Saya adalah dosen Program Studi Pendidikan Guru Pendidikan Anak Usia Dini (PGPAUD) di Universitas Terbuka (UT). Dengan pengalaman mengajar lebih dari 6 tahun, saya berkomitmen untuk meningkatkan kualitas pendidikan anak usia dini melalui pendekatan inovatif dan berbasis penelitian. Saya juga aktif dalam berbagai kegiatan pengabdian masyarakat dan pelatihan guru.

Selanjutnya

Tutup

Cerpen

Perjalanan Abadi Memecah Tabir

6 Oktober 2025   22:47 Diperbarui: 6 Oktober 2025   23:03 163
+
Laporkan Konten
Laporkan Akun
Kompasiana adalah platform blog. Konten ini menjadi tanggung jawab bloger dan tidak mewakili pandangan redaksi Kompas.
Lihat foto
 Foto Puncak Sunyi (Sumber: Gemini)

Rumah Pohon dan Peti Tikar

Namaku Arai. Aku adalah sulung dari empat bersaudara, dibesarkan dalam sebuah sangkar emas yang ditenun dari benang adab dan etika. Ayah dan Ibu tak pernah memberiku harta, tapi mereka mengisi dadaku dengan permata yang lebih berharga hati yang penuh cinta dan hormat. Bagiku, menunduk pada yang tua dan merangkul yang muda adalah napas, bukan sekadar kewajiban.

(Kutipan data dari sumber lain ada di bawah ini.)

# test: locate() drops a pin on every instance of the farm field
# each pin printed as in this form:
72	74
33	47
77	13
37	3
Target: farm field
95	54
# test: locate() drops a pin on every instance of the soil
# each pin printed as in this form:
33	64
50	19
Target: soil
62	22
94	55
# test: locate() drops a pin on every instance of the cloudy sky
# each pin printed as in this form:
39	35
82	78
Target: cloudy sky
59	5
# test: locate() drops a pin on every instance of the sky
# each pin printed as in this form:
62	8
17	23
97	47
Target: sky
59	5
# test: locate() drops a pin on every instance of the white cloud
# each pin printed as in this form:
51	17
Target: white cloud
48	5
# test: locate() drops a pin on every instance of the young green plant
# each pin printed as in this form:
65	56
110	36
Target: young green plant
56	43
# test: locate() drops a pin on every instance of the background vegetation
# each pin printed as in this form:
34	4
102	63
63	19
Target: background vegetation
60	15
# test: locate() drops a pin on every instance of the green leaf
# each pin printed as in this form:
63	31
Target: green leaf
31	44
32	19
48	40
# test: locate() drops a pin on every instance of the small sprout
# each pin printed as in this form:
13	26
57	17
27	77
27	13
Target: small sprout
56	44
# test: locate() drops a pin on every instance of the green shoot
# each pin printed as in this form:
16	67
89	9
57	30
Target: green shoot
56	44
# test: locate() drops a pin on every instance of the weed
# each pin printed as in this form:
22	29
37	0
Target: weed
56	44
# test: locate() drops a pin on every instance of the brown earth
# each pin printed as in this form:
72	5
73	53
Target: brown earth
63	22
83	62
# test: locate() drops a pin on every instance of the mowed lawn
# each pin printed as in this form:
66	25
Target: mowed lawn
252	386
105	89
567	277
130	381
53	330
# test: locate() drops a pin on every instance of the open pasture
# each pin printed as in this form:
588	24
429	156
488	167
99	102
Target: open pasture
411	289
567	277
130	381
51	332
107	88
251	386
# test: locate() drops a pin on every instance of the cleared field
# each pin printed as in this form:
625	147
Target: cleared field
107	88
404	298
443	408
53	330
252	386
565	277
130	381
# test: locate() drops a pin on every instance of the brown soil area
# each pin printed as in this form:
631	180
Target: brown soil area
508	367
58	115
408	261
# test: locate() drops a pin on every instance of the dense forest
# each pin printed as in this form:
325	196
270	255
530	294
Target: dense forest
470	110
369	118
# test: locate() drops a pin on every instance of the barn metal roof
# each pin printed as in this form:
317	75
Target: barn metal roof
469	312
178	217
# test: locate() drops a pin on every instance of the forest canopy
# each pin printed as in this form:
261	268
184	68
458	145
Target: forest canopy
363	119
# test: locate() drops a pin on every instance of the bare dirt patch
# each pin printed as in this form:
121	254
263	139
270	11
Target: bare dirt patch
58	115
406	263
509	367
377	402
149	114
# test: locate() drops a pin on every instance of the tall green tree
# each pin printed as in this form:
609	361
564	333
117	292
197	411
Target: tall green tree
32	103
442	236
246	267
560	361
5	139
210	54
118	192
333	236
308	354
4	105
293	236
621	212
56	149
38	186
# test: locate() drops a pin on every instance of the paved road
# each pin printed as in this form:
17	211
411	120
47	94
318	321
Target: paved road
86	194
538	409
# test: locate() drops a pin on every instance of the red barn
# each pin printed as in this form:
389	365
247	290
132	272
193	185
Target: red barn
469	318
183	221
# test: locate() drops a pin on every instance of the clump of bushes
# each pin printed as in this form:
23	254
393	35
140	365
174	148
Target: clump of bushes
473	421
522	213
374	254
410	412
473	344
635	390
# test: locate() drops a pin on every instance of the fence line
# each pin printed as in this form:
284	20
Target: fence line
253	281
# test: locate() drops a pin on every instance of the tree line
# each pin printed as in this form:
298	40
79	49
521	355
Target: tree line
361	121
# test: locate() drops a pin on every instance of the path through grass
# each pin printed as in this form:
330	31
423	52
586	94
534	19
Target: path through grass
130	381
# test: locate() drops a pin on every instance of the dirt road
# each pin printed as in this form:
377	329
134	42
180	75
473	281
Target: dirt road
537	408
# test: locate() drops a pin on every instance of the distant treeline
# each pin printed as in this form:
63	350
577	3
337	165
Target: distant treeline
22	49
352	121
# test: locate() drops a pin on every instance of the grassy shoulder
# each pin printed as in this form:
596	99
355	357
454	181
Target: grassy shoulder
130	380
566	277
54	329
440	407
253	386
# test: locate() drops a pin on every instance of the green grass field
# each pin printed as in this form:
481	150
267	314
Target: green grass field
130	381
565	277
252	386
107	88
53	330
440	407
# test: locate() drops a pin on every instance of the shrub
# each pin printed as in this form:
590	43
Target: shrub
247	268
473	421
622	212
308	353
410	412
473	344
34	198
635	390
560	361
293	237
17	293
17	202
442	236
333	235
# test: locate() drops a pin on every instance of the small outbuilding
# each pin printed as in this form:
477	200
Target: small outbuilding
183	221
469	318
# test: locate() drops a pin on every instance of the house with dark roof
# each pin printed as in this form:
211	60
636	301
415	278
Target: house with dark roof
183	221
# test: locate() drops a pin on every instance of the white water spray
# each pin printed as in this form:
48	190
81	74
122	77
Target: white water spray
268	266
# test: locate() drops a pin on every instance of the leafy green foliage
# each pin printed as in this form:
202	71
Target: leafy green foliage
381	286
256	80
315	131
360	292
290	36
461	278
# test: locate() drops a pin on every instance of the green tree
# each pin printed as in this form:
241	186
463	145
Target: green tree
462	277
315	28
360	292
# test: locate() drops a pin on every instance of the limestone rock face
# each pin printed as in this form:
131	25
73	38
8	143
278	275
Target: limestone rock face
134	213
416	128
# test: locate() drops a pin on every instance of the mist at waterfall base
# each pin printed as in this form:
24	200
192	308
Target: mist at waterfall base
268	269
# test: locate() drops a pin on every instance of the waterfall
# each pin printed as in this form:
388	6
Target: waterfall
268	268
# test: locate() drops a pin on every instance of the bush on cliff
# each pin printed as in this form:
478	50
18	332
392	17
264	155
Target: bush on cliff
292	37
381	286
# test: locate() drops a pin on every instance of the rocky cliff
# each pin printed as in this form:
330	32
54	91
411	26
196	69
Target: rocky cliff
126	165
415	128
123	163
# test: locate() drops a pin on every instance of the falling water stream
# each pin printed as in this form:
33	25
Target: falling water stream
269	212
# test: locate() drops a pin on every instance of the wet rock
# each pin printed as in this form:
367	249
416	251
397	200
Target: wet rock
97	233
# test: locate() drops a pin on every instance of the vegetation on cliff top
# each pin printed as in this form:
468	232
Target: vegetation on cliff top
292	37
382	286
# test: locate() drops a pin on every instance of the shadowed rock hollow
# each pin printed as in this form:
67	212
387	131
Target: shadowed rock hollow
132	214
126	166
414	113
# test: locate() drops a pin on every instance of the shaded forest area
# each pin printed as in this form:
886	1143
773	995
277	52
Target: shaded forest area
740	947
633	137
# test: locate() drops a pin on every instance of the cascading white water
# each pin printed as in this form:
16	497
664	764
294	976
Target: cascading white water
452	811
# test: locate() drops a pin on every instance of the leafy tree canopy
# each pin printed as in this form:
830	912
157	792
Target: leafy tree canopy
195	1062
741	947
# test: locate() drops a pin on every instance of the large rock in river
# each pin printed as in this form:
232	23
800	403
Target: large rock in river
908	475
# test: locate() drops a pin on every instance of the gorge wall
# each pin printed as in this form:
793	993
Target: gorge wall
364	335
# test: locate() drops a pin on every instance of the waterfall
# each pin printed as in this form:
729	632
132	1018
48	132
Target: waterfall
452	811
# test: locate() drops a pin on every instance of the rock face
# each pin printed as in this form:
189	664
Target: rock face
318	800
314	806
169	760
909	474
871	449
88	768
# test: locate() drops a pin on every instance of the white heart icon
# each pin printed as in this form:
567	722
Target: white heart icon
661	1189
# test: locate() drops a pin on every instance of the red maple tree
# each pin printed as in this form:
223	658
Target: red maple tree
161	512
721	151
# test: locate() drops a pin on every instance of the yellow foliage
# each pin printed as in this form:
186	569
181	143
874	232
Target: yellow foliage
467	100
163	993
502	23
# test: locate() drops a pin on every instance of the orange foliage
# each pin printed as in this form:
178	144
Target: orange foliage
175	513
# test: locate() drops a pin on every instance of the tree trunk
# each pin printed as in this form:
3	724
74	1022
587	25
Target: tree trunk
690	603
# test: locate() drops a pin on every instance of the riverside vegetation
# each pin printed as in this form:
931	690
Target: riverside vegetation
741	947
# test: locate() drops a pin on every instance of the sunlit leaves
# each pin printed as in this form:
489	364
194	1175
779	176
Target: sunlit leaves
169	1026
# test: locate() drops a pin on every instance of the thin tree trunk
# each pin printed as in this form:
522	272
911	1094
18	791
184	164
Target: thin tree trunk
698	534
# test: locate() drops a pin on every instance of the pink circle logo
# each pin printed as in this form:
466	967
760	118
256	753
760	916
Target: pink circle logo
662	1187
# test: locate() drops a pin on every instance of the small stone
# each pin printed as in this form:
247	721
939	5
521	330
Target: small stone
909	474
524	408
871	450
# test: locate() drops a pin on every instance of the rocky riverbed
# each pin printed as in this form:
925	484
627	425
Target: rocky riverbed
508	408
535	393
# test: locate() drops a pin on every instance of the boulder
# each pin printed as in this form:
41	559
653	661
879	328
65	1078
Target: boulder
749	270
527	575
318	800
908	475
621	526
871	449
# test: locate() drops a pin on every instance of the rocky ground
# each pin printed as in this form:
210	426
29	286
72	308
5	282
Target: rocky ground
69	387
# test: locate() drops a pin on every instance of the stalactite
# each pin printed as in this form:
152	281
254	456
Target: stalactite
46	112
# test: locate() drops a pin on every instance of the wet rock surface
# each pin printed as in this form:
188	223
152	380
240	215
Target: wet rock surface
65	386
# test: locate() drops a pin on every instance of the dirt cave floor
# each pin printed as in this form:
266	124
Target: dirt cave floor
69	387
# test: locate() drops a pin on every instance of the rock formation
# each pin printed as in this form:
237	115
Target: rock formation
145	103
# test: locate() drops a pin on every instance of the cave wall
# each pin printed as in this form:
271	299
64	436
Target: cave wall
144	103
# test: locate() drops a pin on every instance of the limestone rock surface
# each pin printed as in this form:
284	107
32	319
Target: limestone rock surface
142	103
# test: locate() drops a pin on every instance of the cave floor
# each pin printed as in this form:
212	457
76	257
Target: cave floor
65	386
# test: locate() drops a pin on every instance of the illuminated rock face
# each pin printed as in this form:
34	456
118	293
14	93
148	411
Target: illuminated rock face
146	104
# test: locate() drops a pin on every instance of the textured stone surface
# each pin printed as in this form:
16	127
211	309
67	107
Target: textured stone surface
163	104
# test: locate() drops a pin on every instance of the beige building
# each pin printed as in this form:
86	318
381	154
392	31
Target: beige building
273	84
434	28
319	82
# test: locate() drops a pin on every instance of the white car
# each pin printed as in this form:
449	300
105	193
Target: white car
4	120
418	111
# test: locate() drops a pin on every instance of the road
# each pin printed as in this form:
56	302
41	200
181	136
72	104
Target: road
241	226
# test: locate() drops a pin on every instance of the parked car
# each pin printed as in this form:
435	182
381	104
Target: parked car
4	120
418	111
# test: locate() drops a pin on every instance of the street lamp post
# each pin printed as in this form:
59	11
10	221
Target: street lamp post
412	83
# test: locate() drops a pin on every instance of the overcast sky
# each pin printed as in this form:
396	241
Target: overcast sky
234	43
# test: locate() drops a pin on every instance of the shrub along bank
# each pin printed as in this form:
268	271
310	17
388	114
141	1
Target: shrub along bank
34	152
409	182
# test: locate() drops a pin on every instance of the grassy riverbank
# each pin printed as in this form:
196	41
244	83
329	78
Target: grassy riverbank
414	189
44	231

Masa kecilku beraroma daun mangga dan nasi hangat. Di halaman belakang, sebuah pohon mangga tua berdiri gagah, dan di salah satu cabangnya yang kokoh, aku dan kawan-kawanku membangun istana kami. Sebuah rumah pohon sederhana, tempat kami bukan hanya berbagi tawa, tapi juga nasi bancakan yang kami bawa dari dapur ibu masing-masing. Di atas sana, kami adalah raja-raja kecil dengan dunia tanpa batas, sebuah kemewahan jiwa yang kini telah direnggut oleh layar-layar dingin gawai dari anak-anak zaman sekarang.

Namun, takdir menarikku dari dahan pohon mangga itu ke sebuah dunia yang sama sekali berbeda, pesantren di Bekasi. Jauh dari pelukan Ibu, aku ditempa untuk menjadi pribadi yang ikhlas dan sabar. Pesantren itu sendiri adalah sebuah legenda. Sosok Kiai-nya begitu karismatik, seolah tatapannya mampu membaca isi kitab di dalam hatimu. Masjidnya, sebuah mahakarya arsitektur yang megah, lahir dari bisik-bisik legenda; konon dibangun dalam satu malam oleh bala tentara jin, serupa mukjizat Nabi Sulaiman.

Di sanalah aku bertarung dengan baris-baris kitab kuning dan panggung muhadoroh. Hingga suatu malam, sebuah peristiwa gaib mengukir takzim abadi dalam jiwaku. Lelah, aku menyelinap ke dalam masjid agung itu untuk berlatih pidato tanpa berwudu. Kantuk mengalahkanku. Aku tak tahu berapa lama aku terlelap, tapi aku terbangun dalam kungkungan gelap yang menyesakkan. Kepanikan merayap saat aku sadar tubuhku terhimpit di dalam sebuah peti kayu panjang, tempat penyimpanan tikar-tikar salat yang digulung. Jantungku berdebar memukul-mukul rusuk. Bagaimana bisa?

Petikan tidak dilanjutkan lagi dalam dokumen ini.